Over the weekend one of the uesers on one of my lists had both their DNS servers go down. This means that any attempt to deliver mail to them had a 4 minute DNS failure timeout.
This went fine, till about 5 messages for them accumulated in the qfiles directory. Then each qrunner that started up would try those 5 messages first, fail, and exceed its 15 minutes of runtime. This cycle would repeat forever.
It seems to me that qrunner should at least try messages in a most recent first order, instead of oldest first. But that might still lead to starvation of some messages in the queue.
A better approach would be for the qrunner to leave a file around that said where in the queue it had gotten to, so the next qrunner process could start on the next message in the queue. This should lead to the whole queue being serviced before any elements are serviced a second time. Does this make sense?

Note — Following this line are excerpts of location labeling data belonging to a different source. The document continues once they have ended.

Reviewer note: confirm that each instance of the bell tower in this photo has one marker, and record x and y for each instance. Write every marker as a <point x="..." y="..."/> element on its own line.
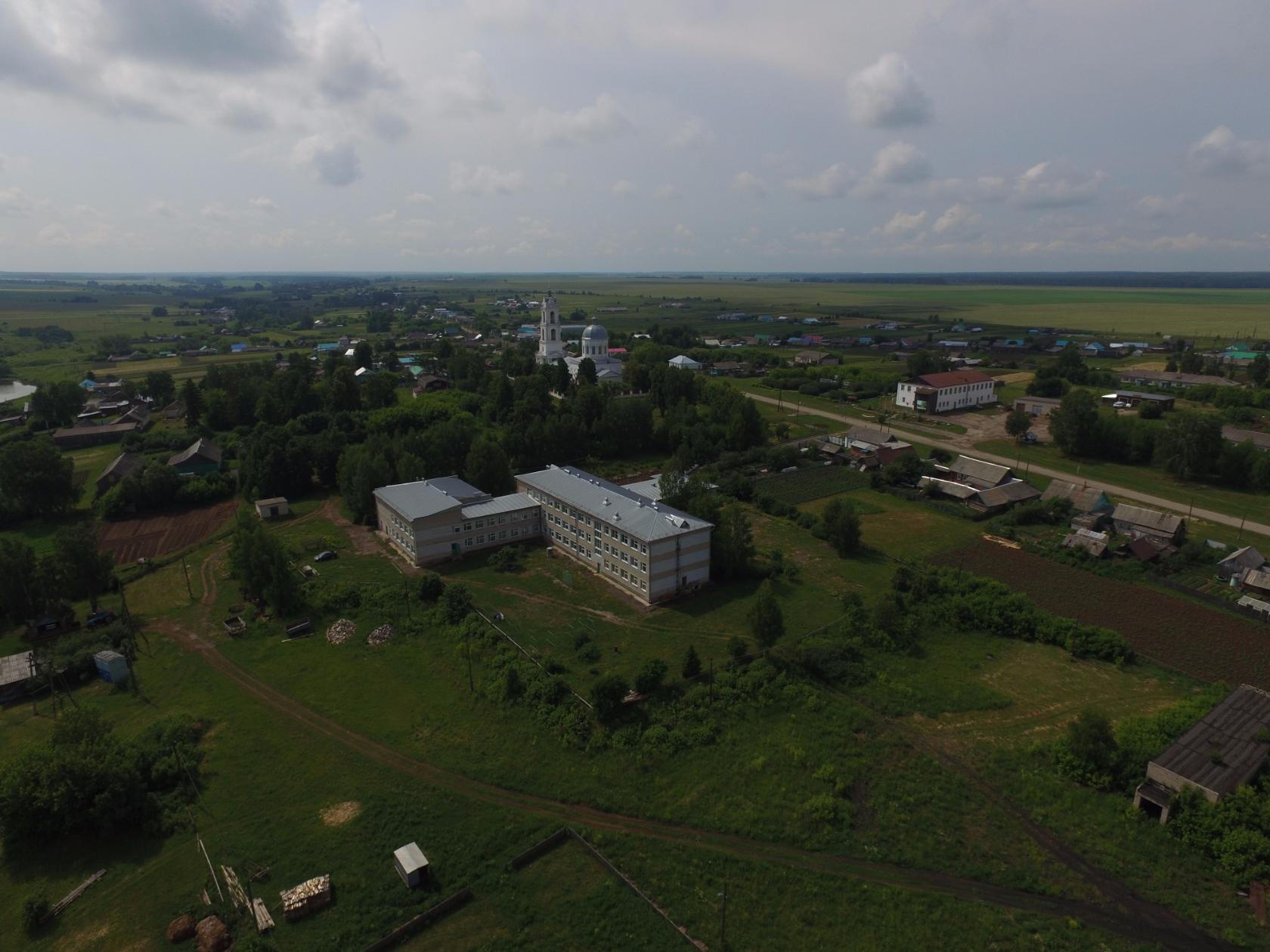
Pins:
<point x="550" y="333"/>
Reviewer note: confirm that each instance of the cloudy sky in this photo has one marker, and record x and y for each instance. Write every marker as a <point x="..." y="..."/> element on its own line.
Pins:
<point x="681" y="134"/>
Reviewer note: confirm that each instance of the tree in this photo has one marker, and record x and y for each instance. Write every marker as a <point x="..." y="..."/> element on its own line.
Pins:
<point x="194" y="399"/>
<point x="766" y="623"/>
<point x="36" y="479"/>
<point x="456" y="603"/>
<point x="607" y="696"/>
<point x="840" y="527"/>
<point x="80" y="569"/>
<point x="691" y="664"/>
<point x="651" y="675"/>
<point x="1075" y="422"/>
<point x="1018" y="423"/>
<point x="732" y="545"/>
<point x="1260" y="369"/>
<point x="488" y="468"/>
<point x="1191" y="444"/>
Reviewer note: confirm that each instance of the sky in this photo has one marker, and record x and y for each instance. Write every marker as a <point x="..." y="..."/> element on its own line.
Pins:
<point x="658" y="134"/>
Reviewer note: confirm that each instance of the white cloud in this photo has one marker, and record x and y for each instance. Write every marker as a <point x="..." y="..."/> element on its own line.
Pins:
<point x="831" y="183"/>
<point x="1221" y="155"/>
<point x="591" y="123"/>
<point x="484" y="181"/>
<point x="902" y="225"/>
<point x="1055" y="184"/>
<point x="887" y="94"/>
<point x="347" y="55"/>
<point x="958" y="218"/>
<point x="748" y="184"/>
<point x="691" y="134"/>
<point x="332" y="162"/>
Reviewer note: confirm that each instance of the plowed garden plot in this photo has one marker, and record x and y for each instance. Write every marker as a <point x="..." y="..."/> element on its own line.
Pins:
<point x="1199" y="641"/>
<point x="158" y="535"/>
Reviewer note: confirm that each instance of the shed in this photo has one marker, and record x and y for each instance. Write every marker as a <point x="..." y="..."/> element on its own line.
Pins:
<point x="111" y="666"/>
<point x="412" y="864"/>
<point x="272" y="508"/>
<point x="1223" y="750"/>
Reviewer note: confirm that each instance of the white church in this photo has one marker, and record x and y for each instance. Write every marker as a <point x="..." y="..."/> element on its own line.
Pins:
<point x="595" y="345"/>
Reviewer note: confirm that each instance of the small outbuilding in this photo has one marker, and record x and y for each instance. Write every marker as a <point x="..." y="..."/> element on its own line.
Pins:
<point x="412" y="864"/>
<point x="1223" y="750"/>
<point x="272" y="508"/>
<point x="111" y="666"/>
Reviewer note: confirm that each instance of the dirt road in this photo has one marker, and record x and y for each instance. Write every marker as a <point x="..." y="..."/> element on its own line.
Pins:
<point x="954" y="447"/>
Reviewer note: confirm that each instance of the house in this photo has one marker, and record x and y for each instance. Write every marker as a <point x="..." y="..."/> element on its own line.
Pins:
<point x="1148" y="524"/>
<point x="980" y="474"/>
<point x="952" y="390"/>
<point x="412" y="864"/>
<point x="89" y="436"/>
<point x="272" y="508"/>
<point x="200" y="459"/>
<point x="870" y="442"/>
<point x="1135" y="397"/>
<point x="814" y="358"/>
<point x="1169" y="379"/>
<point x="1240" y="561"/>
<point x="999" y="499"/>
<point x="1234" y="434"/>
<point x="1038" y="406"/>
<point x="121" y="468"/>
<point x="1222" y="752"/>
<point x="685" y="363"/>
<point x="1085" y="499"/>
<point x="1087" y="541"/>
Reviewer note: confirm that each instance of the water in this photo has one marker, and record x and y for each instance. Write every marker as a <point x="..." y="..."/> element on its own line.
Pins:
<point x="16" y="390"/>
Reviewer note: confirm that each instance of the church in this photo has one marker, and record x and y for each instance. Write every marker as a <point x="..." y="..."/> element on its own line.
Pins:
<point x="595" y="345"/>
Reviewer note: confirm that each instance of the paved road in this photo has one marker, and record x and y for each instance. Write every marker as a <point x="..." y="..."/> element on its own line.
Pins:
<point x="1208" y="515"/>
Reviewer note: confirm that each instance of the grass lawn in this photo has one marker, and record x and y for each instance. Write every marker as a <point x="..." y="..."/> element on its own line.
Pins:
<point x="1143" y="479"/>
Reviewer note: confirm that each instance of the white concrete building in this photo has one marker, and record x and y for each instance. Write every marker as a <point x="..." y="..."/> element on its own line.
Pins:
<point x="642" y="546"/>
<point x="952" y="390"/>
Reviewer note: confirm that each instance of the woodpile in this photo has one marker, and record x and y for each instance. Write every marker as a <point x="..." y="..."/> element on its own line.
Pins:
<point x="306" y="898"/>
<point x="341" y="631"/>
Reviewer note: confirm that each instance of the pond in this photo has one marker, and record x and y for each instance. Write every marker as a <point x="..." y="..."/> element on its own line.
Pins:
<point x="14" y="390"/>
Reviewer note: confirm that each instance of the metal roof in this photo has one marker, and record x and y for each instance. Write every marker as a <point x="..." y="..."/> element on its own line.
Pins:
<point x="500" y="504"/>
<point x="410" y="857"/>
<point x="14" y="668"/>
<point x="1222" y="750"/>
<point x="418" y="500"/>
<point x="611" y="503"/>
<point x="1147" y="518"/>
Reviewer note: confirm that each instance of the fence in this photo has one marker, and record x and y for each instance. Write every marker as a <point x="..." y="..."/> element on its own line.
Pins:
<point x="408" y="928"/>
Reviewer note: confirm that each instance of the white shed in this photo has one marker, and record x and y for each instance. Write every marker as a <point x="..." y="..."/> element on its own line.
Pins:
<point x="412" y="864"/>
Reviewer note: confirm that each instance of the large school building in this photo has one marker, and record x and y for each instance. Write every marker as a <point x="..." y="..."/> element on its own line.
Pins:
<point x="643" y="546"/>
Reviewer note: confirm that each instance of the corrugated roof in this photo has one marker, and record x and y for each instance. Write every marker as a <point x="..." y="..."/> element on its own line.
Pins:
<point x="611" y="503"/>
<point x="500" y="504"/>
<point x="1151" y="519"/>
<point x="424" y="498"/>
<point x="980" y="470"/>
<point x="1222" y="750"/>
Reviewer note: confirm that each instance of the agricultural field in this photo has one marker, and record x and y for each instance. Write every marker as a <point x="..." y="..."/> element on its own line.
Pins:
<point x="1202" y="642"/>
<point x="810" y="483"/>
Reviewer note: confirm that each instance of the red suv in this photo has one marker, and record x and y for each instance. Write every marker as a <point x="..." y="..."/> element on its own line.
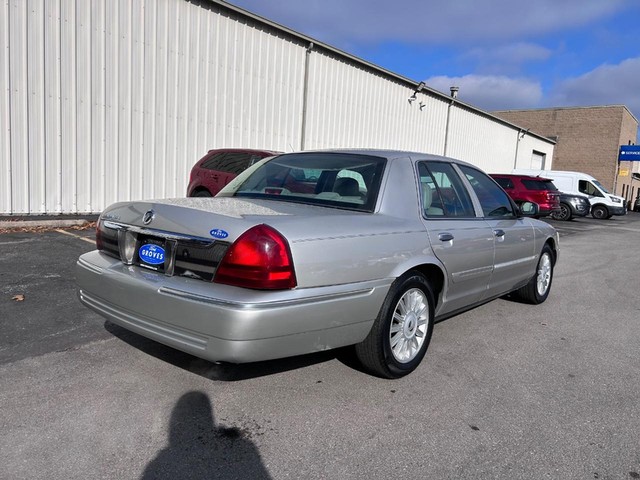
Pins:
<point x="219" y="167"/>
<point x="523" y="188"/>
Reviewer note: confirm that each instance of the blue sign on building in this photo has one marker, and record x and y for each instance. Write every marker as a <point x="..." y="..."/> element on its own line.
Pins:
<point x="629" y="153"/>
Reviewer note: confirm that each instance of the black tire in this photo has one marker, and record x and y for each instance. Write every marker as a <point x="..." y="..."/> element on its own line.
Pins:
<point x="537" y="290"/>
<point x="563" y="214"/>
<point x="600" y="212"/>
<point x="202" y="193"/>
<point x="398" y="341"/>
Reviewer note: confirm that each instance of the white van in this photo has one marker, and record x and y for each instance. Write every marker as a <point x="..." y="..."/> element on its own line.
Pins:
<point x="603" y="203"/>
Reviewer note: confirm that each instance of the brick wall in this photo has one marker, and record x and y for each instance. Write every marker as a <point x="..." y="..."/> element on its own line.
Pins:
<point x="588" y="138"/>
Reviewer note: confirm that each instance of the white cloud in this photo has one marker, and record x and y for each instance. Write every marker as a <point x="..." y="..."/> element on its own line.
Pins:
<point x="605" y="85"/>
<point x="343" y="22"/>
<point x="491" y="92"/>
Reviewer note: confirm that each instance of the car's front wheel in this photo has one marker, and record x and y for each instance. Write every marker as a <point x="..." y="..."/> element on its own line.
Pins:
<point x="563" y="214"/>
<point x="537" y="290"/>
<point x="600" y="212"/>
<point x="402" y="331"/>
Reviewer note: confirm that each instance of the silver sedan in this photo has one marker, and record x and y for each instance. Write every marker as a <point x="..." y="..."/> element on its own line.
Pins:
<point x="311" y="251"/>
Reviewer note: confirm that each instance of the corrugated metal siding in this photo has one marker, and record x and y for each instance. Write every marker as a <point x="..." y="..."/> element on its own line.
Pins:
<point x="110" y="101"/>
<point x="352" y="107"/>
<point x="488" y="145"/>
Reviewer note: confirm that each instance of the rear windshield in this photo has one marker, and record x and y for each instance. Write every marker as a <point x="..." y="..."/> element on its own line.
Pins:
<point x="350" y="181"/>
<point x="539" y="185"/>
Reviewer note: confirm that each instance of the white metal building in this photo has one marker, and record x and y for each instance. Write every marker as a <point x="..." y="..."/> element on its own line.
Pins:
<point x="109" y="100"/>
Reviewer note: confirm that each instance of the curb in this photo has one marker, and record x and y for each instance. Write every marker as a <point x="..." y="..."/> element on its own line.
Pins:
<point x="7" y="224"/>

I'm too new to mailman and python to take a stab at this myself, but I wanted to report the bug. If others agree that its a bug, and no one else takes a shot at it, I might. But it will require some non-trivial modifications to qrunner I believe.
-=- Matthew L. Seidl email: seidl@cs.colorado.edu =-= =-= Graduate Student Project . . . What Project? -=- -=- http://www.cs.colorado.edu/~seidl/Home.html -Morrow Quotes =-= =-= http://www.cs.colorado.edu/~seidl/lawsuit -=-